Pourtant, si le PIB constitue un indicateur important à plus d’un titre, il ne fournit pas certaines informations déterminantes, comme le souligne un article paru dans le quotidien Le Monde daté du 18 Août 2017. Ainsi, le PIB n’indique pas que les emplois créés en Allemagne grâce à la croissance de la production ont principalement contribué à faire croître la précarité des travailleurs. En effet, si le taux de chômage allemand atteint un niveau historiquement bas, près de 20% des actifs y exercent une activité atypique. Une part croissante des travailleurs sont embauchés par le biais de contrats à temps partiel, à durée déterminée ou encore à activité réduite, ce qui fragilise considérablement les travailleurs les moins qualifiés et les moins bien rémunérés.
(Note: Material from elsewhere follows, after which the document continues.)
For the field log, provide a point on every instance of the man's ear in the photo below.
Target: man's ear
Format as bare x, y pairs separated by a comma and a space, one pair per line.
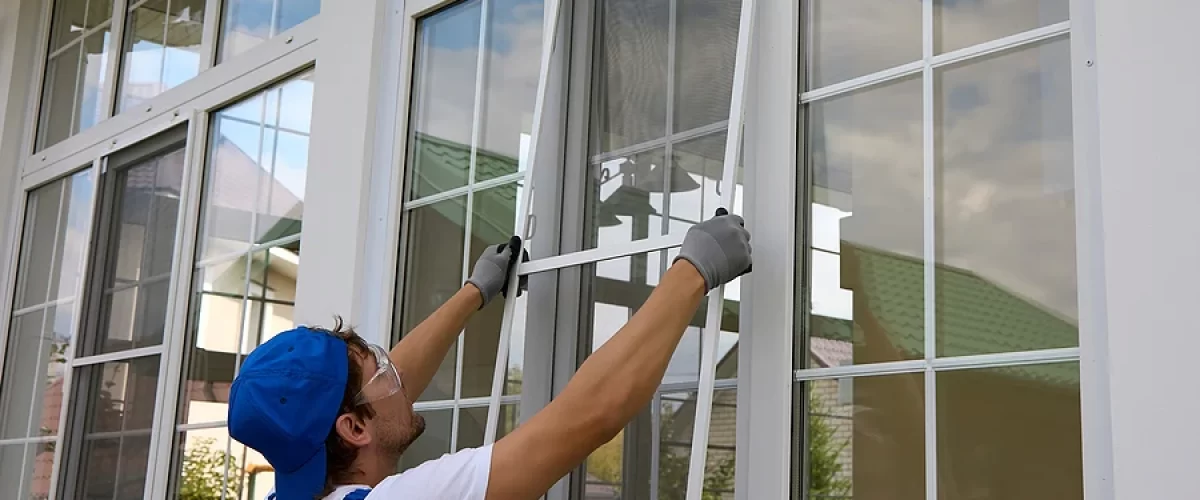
352, 429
Ces derniers occupent donc un emploi, mais celui-ci ne leur assure en rien une protection suffisante contre la précarité et la pauvreté. Comme l’indique Peter Krause, économiste à l’Institut économique de Berlin, « le chômage a souvent cédé la place à des contrats atypiques ».

Autrement dit, la croissance de la production allemande se nourrit de la création d’emplois précaires qui, s’ils sont sources de compétitivité en ce qu’ils contribuent à une baisse du coût du travail, signifient néanmoins qu’une part considérable de la population active ne peut plus compter sur ses revenus du travail pour vivre décemment. Or, cet aspect de la croissance économique allemande n’est pas rendu visible par un indicateur comme le PIB, qui n’indique pas la montée considérable des inégalités au sein de la société allemande. D’ailleurs, dans une tribune dans le journal Le Monde paru le 2 juin 2017, l’historien allemand Hartmut Kaelble constate que les inégalités sociales sont plus fortes en Allemagne qu’en France, et qu’il faut donc se garder des illusions portées par ce qui est souvent présenté comme un « modèle allemand ». A ne lire la « réussite » de ce modèle qu’à la lorgnette de la croissance du PIB, on sous-estime les effets néfastes dont cette croissance peut être porteuse en termes d’inégalités…     

Au bout du compte, deux modèles semblent s’opposer aujourd’hui : d’une part, un modèle qui repose sur une croissance du PIB dynamique permettant de faire reculer le taux de chômage par la création d’emplois précaires qui ont le désagrément de faire croître les inégalités ; ce modèle domine en Allemagne mais aussi dans les pays anglo-saxons. D’autre part, un modèle qui ne parvient pas à créer suffisamment de croissance économique pour faire reculer le taux de chômage mais qui déploie un filet de sécurité sociale suffisamment robuste pour limiter les inégalités sociales ; ce modèle est particulièrement prégnant en France.

Ces deux modèles n’ont donc rien de particulièrement enviable, et les annonces récentes du gouvernement concernant la nécessité de transformer le modèle français ont le mérite de la lucidité. Néanmoins, l’observation du détail des mesures prises par le gouvernement pour mener à bien cette transformation laisse songeur : il s’agit de faire croître le PIB français à tout prix en rendant le marché du travail plus flexible, quitte à fragiliser la situation des travailleurs et à laisser se développer les inégalités au sein du pays. Avec cette mesure, fidèle au projet sur lequel Mr Macron a été élu, la France va donc se rapprocher progressivement du « modèle allemand ». Du point de vue du PIB, c’est une bonne nouvelle ; du point de vue des inégalités sociales, cette perspective est moins réjouissante.